Como si tomaran esto como motivación, los Spurs fueron a toda velocidad desde el principio, ayudados e instigados por las botas de Cucurella.
Fue un rápido contraataque en el que Cucurella cometió su primer desliz, permitiendo a Brennan Johnson acelerar por la derecha y lanzar un centro al primer palo donde Solanke se adelantó a Levi Colwill y metió el balón.
El comienzo caótico del Chelsea fue ejemplificado por Moisés Caicedo, lanzando un tiro libre justo fuera de su área, que se estrelló directamente en el cuerpo de Romeo Lavia, a cinco metros de distancia.
Al cabo de 12 minutos, el marcador era 2-0, otra pifia de Cucurella, que le dio a Kulusevski el espacio para lanzarse hacia adentro, superar a tres defensores y dirigir su disparo hacia la esquina inferior.
Cristian Romero, que acaba de regresar de una lesión junto con su compañero de defensa central Micky Van de Ven, fue expulsado desde el principio y reemplazado por Radu Dragusin.
Pronto, el Chelsea recortó distancias, con un excelente gol individual de Sancho, que cortó desde la izquierda y filtró a tres defensores antes de disparar su disparo desde el segundo palo.
La asistencia, por cierto, fue de Cucurella, al igual que para los dos del Tottenham.
Las payasadas de tirar papeles pronto alcanzaron proporciones epidémicas, y una esquina de Palmer se retrasó mucho.
En el descanso se advertiría a los aficionados de los Spurs que dejaran de hacer tonterías.
El partido en sí fue salvaje, de principio a fin y cara a cara: Palmer cayó cuando Sancho le ofreció una oportunidad gloriosa, Son hizo un giro justo por encima.
Y luego Fraser Forster hizo una magnífica doble parada para negar a Palmer y luego a Pedro Neto.
Había mucha lucha ahí fuera.
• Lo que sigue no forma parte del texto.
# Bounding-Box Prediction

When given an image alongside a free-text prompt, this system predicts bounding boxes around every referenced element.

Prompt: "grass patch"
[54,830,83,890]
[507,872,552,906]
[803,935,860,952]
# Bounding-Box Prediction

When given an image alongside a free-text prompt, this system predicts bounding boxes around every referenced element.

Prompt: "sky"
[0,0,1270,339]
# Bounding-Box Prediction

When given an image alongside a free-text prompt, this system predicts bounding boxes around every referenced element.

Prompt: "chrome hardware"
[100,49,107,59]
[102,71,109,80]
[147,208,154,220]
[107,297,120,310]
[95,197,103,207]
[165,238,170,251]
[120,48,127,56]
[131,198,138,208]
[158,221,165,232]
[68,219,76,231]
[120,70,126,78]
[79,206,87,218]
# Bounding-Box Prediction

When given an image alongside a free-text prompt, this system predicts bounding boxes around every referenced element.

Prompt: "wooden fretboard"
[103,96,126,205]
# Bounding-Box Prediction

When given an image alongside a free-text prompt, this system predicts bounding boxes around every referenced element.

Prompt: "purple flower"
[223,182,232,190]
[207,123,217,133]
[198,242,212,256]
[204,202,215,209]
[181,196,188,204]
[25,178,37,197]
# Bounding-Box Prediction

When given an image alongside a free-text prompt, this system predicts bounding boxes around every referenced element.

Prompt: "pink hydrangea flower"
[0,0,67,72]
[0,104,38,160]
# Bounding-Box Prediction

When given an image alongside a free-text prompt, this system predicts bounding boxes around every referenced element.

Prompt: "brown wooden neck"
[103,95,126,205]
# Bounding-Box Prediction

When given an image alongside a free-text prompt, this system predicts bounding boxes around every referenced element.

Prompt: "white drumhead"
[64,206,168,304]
Caicedo escapó a un control del VAR por tarjeta roja cuando se estrelló contra la espinilla de Pape Matar Sarr.
Y Sarr luego produjo un cabezazo que hizo temblar la barra desde un córner de Son Heung-Min.
Son se estaba animando ahora, cortando para Solanke, quien disparó directamente a Robert Sánchez.
Pero el Chelsea tuvo razón después del descanso y Sancho forzó otra gran parada de Forster, sacando una gran mano izquierda para frustrar al extremo desde corta distancia.
Enzo Fernández hizo un ping desviado, cuando el ex azul Timo Werner llegó en lugar de la cojeante Brennan Johnson entre un coro de abucheos desde el extremo visitante.
Pronto, el Chelsea empató: un desafío loco de Yves Bissouma derribó a Caicedo e, inevitablemente, Palmer anotó el penalti.
Son debería haber restablecido la ventaja del Tottenham cuando lo enviaron limpio pero su disparo se fue desviado.
Y luego vino el ganador: los locos pies danzantes de Palmer brindando por Destiny Udogie antes de que Enzo Fernández embistiera su pase desinflado.
Sarr luego irrumpió sobre Palmer, quien completó el trabajo con un Panenka desde el punto.